What About Smartphone Apps?

A few smartphone apps attempt to measure head circumference using the phone’s camera or augmented reality sensors. In theory, newer iPhones and iPads with LIDAR sensors (the Pro models from 2020 onward) can measure distances between two points in 3D space. In practice, these tools aren’t reliable enough for head circumference yet. A 2024 feasibility study testing a camera-based head circumference app found poor agreement with tape measure results, with an interrater reliability score of just 0.34 out of 1.0. Even parents who found the app easy to use got inconsistent readings.

For now, a piece of string and a ruler will outperform any app on your phone.

Converting Your Measurement to Hat or Helmet Size

Once you have your circumference in inches or centimeters, you can match it to standard hat sizes:

  • Small (6 3/4 to 6 7/8): 54 to 55 cm, or about 21 1/4 to 21 5/8 inches
  • Medium (7 to 7 1/8): 56 to 57 cm, or about 22 to 22 3/8 inches
  • Large (7 1/4 to 7 3/8): 58 to 59 cm, or about 22 3/4 to 23 1/8 inches
  • XL (7 1/2 to 7 5/8): 60 to 61 cm, or about 23 5/8 to 24 inches
  • XXL (7 3/4): 62 cm, or about 24 3/8 inches

Helmet manufacturers often use centimeter ranges instead of numbered hat sizes, so having your measurement in both units is helpful. To convert inches to centimeters, multiply by 2.54.
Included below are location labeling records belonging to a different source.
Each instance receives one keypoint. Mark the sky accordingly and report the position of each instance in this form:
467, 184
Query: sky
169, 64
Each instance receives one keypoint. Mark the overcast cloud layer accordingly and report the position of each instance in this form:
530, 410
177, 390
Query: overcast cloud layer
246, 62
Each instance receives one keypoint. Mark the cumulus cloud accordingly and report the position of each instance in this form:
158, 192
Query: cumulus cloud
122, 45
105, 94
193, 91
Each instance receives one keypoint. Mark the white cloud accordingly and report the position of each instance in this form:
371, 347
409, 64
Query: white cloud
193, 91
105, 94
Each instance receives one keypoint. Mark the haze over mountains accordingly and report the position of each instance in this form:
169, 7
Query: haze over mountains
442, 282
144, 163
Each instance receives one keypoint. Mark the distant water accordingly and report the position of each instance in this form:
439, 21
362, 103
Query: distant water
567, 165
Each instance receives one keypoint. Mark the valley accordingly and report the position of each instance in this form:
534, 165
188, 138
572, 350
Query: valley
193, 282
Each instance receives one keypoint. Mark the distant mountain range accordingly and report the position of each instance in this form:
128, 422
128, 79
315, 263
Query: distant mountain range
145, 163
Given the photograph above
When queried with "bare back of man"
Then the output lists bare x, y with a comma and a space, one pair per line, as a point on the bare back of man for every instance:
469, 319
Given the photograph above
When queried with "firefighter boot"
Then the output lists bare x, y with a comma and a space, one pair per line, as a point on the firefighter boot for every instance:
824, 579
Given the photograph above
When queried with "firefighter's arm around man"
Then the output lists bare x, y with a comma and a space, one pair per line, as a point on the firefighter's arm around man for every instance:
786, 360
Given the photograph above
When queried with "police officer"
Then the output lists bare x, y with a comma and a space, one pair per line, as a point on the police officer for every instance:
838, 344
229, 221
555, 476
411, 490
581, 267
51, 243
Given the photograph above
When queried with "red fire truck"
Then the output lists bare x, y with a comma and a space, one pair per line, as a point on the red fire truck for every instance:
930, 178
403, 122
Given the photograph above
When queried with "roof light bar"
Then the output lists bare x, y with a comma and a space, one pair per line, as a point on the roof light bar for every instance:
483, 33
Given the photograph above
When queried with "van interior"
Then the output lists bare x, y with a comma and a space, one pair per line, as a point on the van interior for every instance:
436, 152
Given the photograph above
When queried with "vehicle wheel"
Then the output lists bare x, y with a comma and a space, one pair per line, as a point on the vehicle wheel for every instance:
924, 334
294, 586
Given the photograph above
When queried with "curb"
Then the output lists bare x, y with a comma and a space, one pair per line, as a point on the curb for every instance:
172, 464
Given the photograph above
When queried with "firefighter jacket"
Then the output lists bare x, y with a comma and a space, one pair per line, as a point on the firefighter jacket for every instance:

Why Head Circumference Matters for Babies

If you’re measuring an infant’s head, the stakes are a bit different than hat shopping. Pediatricians track head circumference at every well-child visit because skull size is a reliable proxy for brain volume. A head that falls more than two standard deviations below average for age and sex is classified as microcephaly, which can be an early indicator of developmental concerns including intellectual delay, epilepsy, or cerebral palsy. A head that’s unusually large (megacephaly) can also signal conditions that need evaluation.

Serial measurements over time matter more than any single number. One reading slightly outside the expected range isn’t necessarily alarming, but a pattern of the head growing too slowly or too quickly compared to growth charts is something a pediatrician will want to investigate. If you’re tracking your baby’s head size at home between appointments, the string-and-ruler method is perfectly adequate for spotting trends, though the official measurements at your doctor’s office will be the ones used for clinical decisions.